A1. CMD refers to functional and structural abnormalities of the coronary microcirculation (vessels <500 μm) that impair myocardial perfusion in the absence of significant epicardial stenosis. (Camici & Crea, N Engl J Med, 2007)
Q2. What is the prevalence of CMD in patients with non-obstructive CAD?
A2. CMD is present in 50–65% of patients with non-obstructive CAD. (Ong et al., J Am Coll Cardiol, 2020)

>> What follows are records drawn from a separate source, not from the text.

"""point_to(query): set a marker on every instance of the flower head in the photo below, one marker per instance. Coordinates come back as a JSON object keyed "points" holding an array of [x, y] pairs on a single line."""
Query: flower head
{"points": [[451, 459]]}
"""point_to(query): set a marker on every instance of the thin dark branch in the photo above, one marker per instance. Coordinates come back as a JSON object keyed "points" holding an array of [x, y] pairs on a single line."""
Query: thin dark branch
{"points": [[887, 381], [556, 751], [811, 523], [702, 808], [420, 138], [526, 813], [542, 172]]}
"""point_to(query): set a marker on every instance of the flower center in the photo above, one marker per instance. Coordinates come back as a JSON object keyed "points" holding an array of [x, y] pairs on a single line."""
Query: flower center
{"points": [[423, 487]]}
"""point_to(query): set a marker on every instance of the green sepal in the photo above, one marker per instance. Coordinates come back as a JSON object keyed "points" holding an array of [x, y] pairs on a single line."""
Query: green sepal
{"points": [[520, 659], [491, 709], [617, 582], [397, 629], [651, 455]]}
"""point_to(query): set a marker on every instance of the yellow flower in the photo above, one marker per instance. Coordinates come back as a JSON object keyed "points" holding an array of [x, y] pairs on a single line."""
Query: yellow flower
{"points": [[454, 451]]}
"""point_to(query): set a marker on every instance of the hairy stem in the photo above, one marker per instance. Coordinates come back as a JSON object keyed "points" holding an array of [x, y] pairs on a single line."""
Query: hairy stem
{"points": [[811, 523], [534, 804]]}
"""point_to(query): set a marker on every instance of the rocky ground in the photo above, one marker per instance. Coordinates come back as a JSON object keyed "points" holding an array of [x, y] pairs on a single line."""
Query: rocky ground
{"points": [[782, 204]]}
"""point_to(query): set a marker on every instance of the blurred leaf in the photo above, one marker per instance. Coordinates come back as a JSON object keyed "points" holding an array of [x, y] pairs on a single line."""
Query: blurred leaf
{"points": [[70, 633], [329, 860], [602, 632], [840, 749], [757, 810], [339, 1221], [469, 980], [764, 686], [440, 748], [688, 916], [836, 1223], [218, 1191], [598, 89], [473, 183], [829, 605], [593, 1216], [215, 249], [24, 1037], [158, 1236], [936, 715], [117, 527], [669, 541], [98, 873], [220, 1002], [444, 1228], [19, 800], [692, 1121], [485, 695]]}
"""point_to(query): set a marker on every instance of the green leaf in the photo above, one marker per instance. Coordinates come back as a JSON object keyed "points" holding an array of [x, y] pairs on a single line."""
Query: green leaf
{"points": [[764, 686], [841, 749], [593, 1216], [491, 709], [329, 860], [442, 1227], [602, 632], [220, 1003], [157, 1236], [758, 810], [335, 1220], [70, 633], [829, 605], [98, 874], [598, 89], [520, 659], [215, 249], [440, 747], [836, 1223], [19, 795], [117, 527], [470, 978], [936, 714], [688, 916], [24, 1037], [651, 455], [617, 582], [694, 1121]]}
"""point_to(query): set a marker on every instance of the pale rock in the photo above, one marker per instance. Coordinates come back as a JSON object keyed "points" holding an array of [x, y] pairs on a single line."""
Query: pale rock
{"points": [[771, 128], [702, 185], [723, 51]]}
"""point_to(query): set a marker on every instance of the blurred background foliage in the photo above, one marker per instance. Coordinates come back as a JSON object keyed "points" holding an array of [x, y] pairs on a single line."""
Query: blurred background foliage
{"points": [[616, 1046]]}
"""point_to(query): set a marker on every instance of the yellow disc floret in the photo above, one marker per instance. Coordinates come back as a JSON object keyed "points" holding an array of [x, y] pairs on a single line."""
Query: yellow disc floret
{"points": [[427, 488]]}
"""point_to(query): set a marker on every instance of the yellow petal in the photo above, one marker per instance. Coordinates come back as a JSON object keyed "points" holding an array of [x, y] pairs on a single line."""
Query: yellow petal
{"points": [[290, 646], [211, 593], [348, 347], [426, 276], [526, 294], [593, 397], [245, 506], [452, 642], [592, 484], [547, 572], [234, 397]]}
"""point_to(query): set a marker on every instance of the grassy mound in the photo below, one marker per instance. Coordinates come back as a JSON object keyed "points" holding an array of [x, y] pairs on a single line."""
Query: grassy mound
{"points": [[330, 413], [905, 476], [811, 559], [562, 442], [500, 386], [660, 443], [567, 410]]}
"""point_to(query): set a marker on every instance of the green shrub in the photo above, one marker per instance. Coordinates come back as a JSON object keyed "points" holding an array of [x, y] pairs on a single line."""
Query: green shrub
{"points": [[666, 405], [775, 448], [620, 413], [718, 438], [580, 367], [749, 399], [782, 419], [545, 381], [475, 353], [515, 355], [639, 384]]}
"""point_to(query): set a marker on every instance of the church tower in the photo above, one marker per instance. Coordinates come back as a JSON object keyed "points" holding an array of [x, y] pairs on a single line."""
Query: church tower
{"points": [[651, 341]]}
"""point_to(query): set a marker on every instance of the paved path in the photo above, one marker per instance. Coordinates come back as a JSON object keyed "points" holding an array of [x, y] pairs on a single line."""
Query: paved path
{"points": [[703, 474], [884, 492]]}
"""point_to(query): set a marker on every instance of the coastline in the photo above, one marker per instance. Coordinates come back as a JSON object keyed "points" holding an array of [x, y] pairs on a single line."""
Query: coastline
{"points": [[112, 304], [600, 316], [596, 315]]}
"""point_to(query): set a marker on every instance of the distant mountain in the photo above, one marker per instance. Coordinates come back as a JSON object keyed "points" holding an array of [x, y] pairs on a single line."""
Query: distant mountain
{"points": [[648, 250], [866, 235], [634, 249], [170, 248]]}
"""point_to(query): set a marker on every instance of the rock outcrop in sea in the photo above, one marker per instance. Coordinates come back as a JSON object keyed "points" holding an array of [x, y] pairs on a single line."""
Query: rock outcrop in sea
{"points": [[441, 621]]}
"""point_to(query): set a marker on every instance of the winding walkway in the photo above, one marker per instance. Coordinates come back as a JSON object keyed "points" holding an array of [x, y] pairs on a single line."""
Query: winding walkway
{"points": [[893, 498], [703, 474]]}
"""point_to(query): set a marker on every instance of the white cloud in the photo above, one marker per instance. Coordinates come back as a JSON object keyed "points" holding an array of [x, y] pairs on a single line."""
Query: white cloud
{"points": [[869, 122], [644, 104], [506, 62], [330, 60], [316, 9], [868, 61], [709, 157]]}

Q3. What is the prognostic significance of impaired coronary flow reserve (CFR)?
A3. CFR <2.0 is associated with a 3- to 4-fold increased risk of major adverse cardiovascular events, including death and heart failure. (Taqueti et al., J Am Coll Cardiol, 2015)
Q4. What are the invasive diagnostic criteria for CMD?
A4. Invasive criteria include CFR <2.5 (or <2.0), IMR ≥25, and abnormal acetylcholine vasoreactivity. (Ford et al., J Am Coll Cardiol, 2018)
Q5. What non-invasive imaging modalities can diagnose CMD?
A5. PET (CFR <2.0), CMR (myocardial perfusion reserve index <1.5), and transthoracic Doppler echocardiography (CFR <2.0). (Murthy et al., Circulation, 2011; Liu et al., JACC Cardiovasc Imaging, 2018)
Q6. What is the first-line pharmacologic therapy for CMD?
A6. Beta-blockers, particularly nebivolol (5–10 mg daily), improve CFR and symptoms. (Togni et al., Eur Heart J, 2006)
Q7. What is the role of ACE inhibitors in CMD?
A7. ACE inhibitors (e.g., ramipril) reduce oxidative stress and inflammation, improving microvascular function. (Bairey Merz et al., Circulation, 2010)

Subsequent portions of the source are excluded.